Run Diagnistics, Influence dianostics, cook’s distance (After elimination)

As an assumption, cut-of = 0.25

# visual inspection

dev.new(width = 1000, height = 1000)
plot(e2.glm.male.AIC.WO.Cook, which = 4, id.n = 5) 
  • Find all pints > cut-off
# which observation has cook's d larger than 0.25 ?
e2.inf.id=which(cooks.distance(e2.glm.male.AIC.WO.Cook) > 0.25)
e2.inf.id
## named integer(0)
  • There is no more influential points with larger value than 0.25.


Conclusion:

  • Based on P-Value in Goodness-of-fit: Model is Adequate and fits well.
  • Based on Diagnostics (Std. Residuals plots): Assumption is valid.

Question (c):

Interpret relationships between predictors in the final model and the odds of an adult female being a liver patient. (based on estimated Odds Ratio).

Answer -:


Step 1)

Calculate Odds Ratio

## odds ratios 

e2.OR <- exp(e2.glm.male.AIC.WO.Cook$coefficients)
round(e2.OR, 3)
## (Intercept)          DB     Alamine         Age     Alkphos 
##       0.149       1.774       1.016       1.021       1.004

Based on previous part, our final model is:

  • Log(LiverPatient) = -1.902754 + 0.573104 * DB + 0.015850 * Alamin + 0.020418 * Age + 0.003744 * Alkphos

Since all predictors are continuous, thus we have Multiplicative change.

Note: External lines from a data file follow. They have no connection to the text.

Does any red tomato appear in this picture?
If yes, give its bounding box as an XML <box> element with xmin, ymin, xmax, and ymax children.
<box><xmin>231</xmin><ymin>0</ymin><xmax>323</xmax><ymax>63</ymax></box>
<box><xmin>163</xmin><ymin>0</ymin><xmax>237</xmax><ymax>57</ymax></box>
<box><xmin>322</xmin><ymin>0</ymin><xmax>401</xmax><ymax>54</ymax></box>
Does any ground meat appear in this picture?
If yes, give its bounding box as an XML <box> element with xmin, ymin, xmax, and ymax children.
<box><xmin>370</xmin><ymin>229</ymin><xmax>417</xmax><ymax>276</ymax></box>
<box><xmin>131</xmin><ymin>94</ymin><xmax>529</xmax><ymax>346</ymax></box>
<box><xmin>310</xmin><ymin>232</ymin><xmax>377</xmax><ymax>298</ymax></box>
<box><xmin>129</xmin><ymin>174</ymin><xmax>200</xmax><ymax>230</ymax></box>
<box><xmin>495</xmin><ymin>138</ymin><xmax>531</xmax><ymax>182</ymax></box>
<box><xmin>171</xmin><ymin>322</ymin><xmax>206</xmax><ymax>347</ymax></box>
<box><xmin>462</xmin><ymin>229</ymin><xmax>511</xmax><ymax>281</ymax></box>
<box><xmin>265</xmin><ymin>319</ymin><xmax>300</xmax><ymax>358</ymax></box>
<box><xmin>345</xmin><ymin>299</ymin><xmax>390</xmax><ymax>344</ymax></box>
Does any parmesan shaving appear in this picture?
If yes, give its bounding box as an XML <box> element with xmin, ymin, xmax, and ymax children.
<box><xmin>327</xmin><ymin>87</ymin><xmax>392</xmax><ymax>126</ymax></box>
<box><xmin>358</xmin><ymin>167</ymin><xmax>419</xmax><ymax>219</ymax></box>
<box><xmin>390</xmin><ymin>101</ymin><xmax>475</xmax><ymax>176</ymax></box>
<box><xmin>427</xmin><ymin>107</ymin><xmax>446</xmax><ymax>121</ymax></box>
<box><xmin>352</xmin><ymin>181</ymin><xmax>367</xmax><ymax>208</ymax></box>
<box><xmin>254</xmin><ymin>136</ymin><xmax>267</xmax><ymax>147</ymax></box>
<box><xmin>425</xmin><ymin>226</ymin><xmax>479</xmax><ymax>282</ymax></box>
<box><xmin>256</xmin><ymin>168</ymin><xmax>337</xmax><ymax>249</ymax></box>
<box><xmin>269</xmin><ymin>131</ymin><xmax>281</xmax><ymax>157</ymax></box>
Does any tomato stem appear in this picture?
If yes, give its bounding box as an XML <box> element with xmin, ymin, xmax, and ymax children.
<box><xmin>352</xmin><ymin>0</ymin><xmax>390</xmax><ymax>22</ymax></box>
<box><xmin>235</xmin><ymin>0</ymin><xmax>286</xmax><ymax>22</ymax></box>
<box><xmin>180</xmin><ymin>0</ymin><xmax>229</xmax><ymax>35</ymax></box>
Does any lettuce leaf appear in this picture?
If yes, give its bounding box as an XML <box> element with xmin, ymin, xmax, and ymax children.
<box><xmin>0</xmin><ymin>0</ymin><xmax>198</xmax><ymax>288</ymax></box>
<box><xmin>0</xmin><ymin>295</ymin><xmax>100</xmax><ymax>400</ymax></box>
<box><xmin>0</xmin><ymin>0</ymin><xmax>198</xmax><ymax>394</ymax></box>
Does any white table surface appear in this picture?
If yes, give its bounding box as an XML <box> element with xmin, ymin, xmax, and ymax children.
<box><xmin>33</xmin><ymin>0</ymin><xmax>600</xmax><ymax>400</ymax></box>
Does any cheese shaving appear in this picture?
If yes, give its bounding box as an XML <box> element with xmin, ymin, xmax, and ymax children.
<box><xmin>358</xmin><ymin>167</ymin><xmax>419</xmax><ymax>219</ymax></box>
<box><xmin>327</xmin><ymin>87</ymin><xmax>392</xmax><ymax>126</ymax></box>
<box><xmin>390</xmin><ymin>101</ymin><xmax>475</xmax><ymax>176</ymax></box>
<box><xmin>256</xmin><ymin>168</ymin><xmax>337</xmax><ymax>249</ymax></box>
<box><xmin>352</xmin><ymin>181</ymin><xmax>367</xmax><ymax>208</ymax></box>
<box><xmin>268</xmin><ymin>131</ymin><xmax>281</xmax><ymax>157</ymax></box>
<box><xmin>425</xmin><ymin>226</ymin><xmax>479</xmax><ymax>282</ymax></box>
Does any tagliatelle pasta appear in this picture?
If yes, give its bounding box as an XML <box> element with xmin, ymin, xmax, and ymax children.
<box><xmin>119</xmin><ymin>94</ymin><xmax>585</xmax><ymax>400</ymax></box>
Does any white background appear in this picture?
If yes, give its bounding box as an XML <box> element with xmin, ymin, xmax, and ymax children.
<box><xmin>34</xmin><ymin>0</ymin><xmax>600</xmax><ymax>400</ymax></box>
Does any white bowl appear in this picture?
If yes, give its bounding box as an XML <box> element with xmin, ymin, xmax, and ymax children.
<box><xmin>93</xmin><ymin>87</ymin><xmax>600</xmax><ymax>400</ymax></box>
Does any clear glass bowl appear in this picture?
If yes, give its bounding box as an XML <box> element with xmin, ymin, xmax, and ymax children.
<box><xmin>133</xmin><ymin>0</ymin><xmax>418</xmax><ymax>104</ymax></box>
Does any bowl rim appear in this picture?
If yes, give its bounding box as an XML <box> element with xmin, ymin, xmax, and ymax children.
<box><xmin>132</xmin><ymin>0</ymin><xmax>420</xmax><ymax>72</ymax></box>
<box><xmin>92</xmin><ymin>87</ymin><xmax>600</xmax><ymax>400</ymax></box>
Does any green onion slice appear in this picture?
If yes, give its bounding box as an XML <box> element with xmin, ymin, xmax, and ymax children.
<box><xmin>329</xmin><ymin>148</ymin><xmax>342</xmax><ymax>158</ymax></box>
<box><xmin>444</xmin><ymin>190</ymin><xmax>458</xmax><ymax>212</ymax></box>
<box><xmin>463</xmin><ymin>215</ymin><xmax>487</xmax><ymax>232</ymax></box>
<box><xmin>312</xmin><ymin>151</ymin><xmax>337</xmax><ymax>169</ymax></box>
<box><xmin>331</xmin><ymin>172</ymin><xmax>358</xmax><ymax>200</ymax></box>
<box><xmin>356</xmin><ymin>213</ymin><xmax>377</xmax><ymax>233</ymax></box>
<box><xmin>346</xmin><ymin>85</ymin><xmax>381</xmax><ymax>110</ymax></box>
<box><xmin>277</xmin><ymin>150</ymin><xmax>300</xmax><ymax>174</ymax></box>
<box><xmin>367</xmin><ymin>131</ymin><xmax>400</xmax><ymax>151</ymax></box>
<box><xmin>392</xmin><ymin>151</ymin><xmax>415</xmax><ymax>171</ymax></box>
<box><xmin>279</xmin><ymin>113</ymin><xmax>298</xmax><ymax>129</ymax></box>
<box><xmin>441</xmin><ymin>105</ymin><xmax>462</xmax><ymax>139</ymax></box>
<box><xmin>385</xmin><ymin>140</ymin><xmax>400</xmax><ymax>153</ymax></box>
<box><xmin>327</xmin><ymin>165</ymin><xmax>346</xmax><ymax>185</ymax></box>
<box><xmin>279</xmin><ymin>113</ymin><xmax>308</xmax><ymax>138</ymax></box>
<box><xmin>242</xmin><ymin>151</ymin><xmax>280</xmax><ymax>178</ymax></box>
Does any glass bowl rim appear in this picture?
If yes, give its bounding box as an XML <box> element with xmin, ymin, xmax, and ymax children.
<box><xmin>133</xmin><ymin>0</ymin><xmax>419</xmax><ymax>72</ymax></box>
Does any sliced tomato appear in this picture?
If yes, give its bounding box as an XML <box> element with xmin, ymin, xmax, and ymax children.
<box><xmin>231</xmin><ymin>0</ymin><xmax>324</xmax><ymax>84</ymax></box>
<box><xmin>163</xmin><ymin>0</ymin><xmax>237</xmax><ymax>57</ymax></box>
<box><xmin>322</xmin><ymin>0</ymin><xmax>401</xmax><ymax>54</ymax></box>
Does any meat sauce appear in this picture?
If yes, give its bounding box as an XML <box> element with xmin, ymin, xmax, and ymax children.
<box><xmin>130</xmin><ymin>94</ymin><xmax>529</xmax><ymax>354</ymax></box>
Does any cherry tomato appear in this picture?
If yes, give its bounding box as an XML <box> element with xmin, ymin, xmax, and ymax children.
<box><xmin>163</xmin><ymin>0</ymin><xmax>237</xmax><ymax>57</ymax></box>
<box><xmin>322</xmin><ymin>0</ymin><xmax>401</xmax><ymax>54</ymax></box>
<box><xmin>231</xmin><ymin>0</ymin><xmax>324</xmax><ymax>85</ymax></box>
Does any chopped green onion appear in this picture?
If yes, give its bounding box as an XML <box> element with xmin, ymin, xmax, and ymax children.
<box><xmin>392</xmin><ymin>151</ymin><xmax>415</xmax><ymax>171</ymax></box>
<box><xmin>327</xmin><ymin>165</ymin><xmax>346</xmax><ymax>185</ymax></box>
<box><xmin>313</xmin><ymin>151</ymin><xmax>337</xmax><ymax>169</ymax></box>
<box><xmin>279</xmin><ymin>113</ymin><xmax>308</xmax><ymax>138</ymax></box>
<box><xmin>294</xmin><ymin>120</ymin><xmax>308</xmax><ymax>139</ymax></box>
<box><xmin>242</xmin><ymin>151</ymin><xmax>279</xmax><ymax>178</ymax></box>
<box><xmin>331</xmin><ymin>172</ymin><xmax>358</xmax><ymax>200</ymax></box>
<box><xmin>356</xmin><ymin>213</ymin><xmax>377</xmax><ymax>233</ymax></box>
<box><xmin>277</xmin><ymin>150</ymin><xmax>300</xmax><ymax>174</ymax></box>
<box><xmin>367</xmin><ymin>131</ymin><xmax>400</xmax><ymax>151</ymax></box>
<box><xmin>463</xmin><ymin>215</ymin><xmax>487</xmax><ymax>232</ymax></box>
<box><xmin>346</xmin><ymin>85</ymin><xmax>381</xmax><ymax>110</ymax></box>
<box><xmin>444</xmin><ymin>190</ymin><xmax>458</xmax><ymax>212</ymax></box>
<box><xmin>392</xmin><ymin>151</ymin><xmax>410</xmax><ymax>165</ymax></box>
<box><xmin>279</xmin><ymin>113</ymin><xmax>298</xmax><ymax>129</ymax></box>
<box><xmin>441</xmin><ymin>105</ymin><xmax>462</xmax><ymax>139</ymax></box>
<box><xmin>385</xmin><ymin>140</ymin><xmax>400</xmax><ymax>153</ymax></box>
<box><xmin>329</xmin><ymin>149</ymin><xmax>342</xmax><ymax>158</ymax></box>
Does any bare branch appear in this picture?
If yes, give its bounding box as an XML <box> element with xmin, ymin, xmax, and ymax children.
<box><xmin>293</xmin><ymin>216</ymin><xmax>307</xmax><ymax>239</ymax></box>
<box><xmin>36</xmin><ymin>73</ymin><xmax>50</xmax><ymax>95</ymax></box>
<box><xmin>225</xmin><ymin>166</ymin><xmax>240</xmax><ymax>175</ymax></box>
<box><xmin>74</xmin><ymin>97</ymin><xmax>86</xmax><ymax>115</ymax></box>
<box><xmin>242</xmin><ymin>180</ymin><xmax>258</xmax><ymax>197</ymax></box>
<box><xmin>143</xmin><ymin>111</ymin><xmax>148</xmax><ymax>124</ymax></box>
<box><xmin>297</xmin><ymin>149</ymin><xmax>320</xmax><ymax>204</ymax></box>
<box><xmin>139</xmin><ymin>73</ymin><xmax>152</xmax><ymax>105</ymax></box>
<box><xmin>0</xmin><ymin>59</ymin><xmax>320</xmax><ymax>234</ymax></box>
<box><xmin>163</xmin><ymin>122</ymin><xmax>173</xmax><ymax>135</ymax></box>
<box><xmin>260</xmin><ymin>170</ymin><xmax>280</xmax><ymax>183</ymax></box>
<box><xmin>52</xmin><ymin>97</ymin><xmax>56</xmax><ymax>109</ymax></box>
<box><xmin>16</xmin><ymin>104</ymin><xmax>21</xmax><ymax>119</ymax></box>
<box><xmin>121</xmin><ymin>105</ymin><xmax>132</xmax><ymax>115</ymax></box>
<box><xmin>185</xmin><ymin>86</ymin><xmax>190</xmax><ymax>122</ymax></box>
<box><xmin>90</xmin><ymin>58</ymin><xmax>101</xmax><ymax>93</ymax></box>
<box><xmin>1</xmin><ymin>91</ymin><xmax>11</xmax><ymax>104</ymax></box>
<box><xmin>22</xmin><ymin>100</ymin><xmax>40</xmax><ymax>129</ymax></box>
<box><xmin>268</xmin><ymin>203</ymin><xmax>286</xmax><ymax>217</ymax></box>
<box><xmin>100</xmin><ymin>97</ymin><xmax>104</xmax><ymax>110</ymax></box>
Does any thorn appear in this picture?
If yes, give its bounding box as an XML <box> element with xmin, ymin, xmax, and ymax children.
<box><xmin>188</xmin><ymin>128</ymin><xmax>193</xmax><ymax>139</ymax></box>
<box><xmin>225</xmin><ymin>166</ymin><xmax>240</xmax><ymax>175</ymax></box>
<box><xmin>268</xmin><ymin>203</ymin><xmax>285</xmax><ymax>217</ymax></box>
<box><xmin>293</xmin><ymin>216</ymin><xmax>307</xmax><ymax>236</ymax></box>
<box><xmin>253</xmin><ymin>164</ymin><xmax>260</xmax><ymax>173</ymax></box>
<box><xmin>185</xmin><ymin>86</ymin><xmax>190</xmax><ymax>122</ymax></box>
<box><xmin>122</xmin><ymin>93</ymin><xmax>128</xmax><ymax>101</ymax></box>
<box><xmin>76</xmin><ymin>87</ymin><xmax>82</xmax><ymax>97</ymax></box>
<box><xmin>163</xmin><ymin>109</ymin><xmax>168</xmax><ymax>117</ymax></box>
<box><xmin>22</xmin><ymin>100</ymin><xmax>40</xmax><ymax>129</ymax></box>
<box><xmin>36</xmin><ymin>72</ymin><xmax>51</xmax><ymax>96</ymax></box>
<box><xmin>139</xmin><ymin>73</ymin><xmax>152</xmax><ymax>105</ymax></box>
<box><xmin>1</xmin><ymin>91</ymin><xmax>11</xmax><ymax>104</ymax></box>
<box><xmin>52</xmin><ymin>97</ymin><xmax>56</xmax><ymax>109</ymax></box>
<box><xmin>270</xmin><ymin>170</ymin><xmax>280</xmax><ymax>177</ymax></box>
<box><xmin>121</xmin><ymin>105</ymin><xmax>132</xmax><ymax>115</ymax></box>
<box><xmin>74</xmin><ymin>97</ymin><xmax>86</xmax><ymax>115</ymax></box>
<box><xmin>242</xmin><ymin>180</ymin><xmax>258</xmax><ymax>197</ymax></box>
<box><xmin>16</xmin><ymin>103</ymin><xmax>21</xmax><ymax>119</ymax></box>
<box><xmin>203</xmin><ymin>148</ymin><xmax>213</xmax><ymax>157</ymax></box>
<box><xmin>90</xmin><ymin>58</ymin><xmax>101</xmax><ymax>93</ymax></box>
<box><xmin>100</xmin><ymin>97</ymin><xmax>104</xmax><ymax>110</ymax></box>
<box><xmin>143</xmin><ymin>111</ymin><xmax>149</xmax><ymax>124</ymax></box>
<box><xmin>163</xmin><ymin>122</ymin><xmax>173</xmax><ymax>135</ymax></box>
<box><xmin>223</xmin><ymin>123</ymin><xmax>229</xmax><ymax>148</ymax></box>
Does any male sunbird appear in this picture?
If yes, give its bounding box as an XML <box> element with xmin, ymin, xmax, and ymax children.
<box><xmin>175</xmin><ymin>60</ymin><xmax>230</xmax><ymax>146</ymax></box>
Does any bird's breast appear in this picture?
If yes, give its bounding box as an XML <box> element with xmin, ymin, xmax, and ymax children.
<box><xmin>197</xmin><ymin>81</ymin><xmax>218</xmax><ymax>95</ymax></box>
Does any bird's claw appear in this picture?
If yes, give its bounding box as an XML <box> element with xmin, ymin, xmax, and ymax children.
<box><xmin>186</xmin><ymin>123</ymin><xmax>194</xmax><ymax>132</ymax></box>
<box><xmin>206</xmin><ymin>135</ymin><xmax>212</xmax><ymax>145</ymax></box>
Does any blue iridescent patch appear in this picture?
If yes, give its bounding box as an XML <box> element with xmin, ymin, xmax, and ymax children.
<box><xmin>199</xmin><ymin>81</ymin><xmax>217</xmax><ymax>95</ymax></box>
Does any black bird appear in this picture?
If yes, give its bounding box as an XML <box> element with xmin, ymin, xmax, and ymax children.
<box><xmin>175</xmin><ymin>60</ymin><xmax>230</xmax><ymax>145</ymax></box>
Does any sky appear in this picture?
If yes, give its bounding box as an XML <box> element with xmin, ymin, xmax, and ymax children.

  • OR(DB) = exp(0.573104) > 1
    Thus, there is positive relationship (increase), and high probability chance for having event,
    It means one unit increasing in “DB” will cause multiple of exp(0.573104) change in LiverPatient.

  • OR(Alamine) = exp(0.015850) =1 (Almost is equal 1)
    Thus, there is no Alamine effect.

  • OR(Age) = exp(0.020418) = 1 (Almost is equal 1)
    Thus, there is no Age effect.

  • OR(Alkphos) = exp(0.003744) = 1 (Almost is equal 1)
    Thus, there isno Alkphos effect.

In the other word, Also in Males patients increasing the “DB” will cause more chance of LiverPatient.

Question (d):

comment on how the models for adult females and adult males differ

Answer -:

This is the model for the Female:

  • Log(LiverPatient) = -0.32480 + 0.94479 * DB + 0.01106 * Aspartate

This is the model for the Male:

  • Log(LiverPatient) = -1.902754 + 0.573104 * DB + 0.015850 * Alamin + 0.020418 * Age + 0.003744 * Alkphos


Conclusion:

  • Although linear regression models for Male and Female include different variables and the final models are not the same, but in both models, increasing in the “DB” variable will cause more chance of having LiverPatient.

The reason is other variables (like Aspartate, Alamin, Age, Alkphos) have OR=1 (almost), thus there are no effects.